CREDITANSTALT SEES HIGHER 1987 DIVIDEND
  Creditanstalt-Bankverein &lt;CABV.VI> is
  likely to raise its 1987 dividend from the 1986 payment of 12
  pct of share capital, deputy general-director Guido
  Schmidt-Chiari said.
      The 1985 dividend was 10 pct, unchanged from the previous
  year and Schmidt-Chiari noted that the parent bank's share
  capital had risen to 3.1 billion schillings at the end of 1986
  from 2.7 billion a year earlier.
      Schmidt-Chiari made the forecast at a news conference when
  the bank announced a 1986 consolidated banking group net profit
  of 496.7 mln schillings for 1986, against 354.5 mln in 1985.
      Schmidt-Chiari did not elaborate on his dividend forecast.
      The banking group's consolidated balance sheet total rose
  to 453.4 billion schillings at year-end from 425.4 billion.
      General director Hannes Androsch said higher investment
  would lead to continuing growth in profits in future. Last
  year's better profits had resulted from improvements in
  services provided by the bank and also in profits on schilling
  lending.
      Schilling lending had grown last year and interest rate
  margins had also improved but remained unsatisfactory when
  compared with those in other countries, he said.
      Increased provisions for possible bad debts at home and
  abroad, particularly in Latin America, had lowered profits,
  Androsch said, but declined to give an exact figure.
      Schmidt-Chiari said that foreign lending business had
  fallen significantly due to exchange rate fluctuations,
  removing some 22 billion schillings from the balance sheet
  total.
      In an attempt to generate more foreign business,
  representative offices would be opened this year in Tokyo, Hong
  Kong, Moscow and Prague.

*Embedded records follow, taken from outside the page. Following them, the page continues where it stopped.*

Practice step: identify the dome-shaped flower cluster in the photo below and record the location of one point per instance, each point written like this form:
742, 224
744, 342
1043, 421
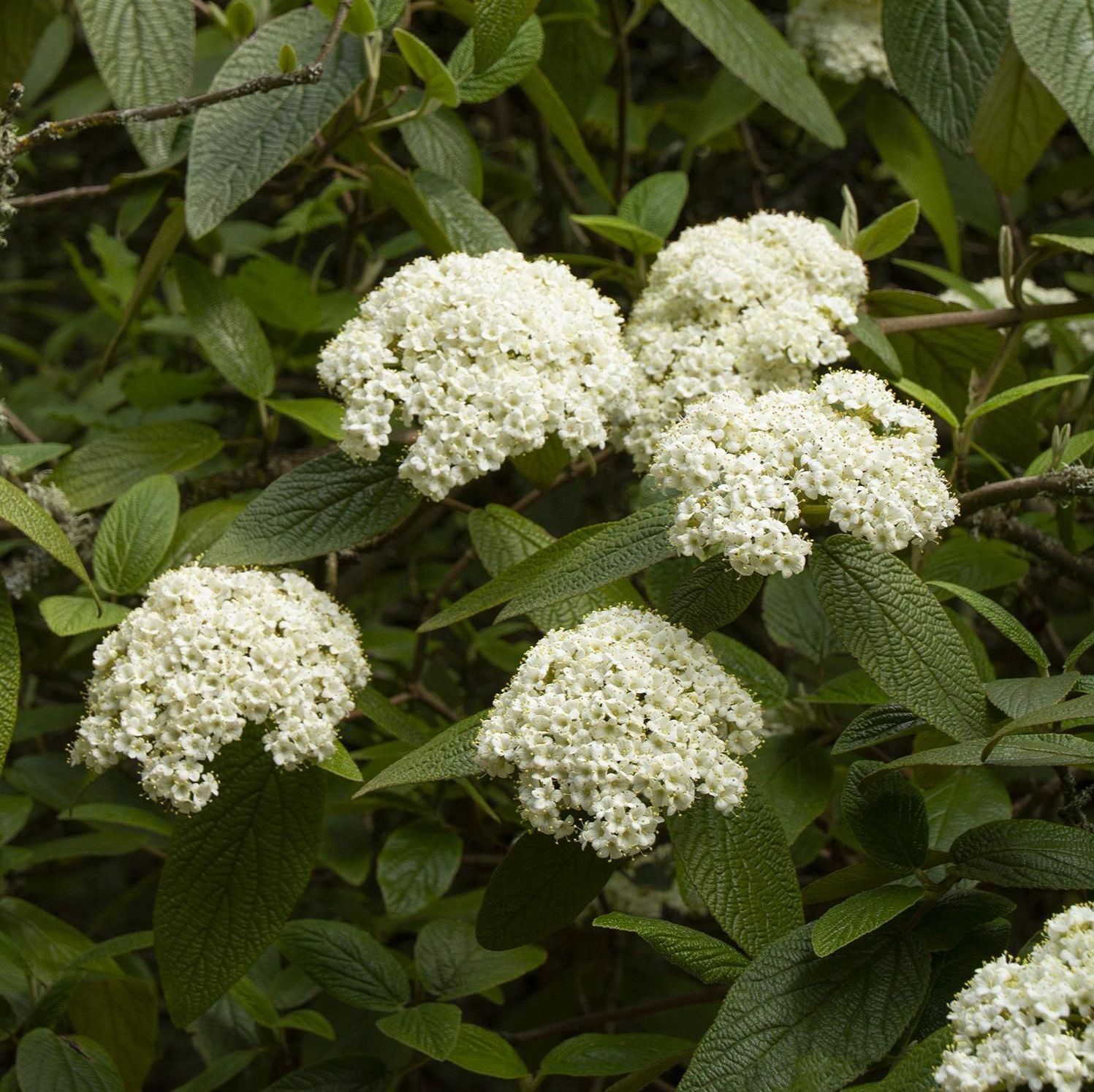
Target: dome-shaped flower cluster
740, 306
613, 724
486, 356
1035, 334
751, 473
209, 651
841, 37
1028, 1023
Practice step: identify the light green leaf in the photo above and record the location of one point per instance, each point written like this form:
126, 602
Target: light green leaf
431, 1028
239, 145
327, 504
352, 966
233, 872
68, 615
791, 1008
699, 955
905, 147
1056, 39
104, 469
417, 865
452, 963
226, 328
943, 54
1017, 119
887, 232
134, 535
746, 43
596, 1055
33, 521
741, 867
428, 67
145, 55
898, 632
1022, 391
860, 915
999, 618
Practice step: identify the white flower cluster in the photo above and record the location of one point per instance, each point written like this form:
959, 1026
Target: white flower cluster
752, 471
209, 651
740, 306
1028, 1023
841, 37
615, 722
488, 356
1036, 334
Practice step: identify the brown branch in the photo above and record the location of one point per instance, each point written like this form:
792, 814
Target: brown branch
262, 85
1072, 482
609, 1015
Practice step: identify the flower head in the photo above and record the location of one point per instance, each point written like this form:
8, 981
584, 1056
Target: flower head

Androsch welcomed government plans to
  abolish legal controls on foreigners buying voting shares and
  drawing dividends.
      Preference shares of state-controlled Creditanstalt rose
  eight schillings on the Vienna Bourse today to 2,008. Brokers
  said improved results had been widely expected by investors.
      Androsch said industrial holdings had performed better in
  1986 than in previous years, giving a return on investment of
  2.6 pct compared with 1.3 pct in 1985. Creditanstalt, Austria's
  largest bank, holds majority interests in 10 medium-sized and
  large Austrian companies.
      But he forecast its biggest industrial subsidiary, Steyr
  -Daimler-Puch AG &lt;SDPV.VI> would return a 1987 result similar
  to the expected 1986 operating loss of 700 mln schillings.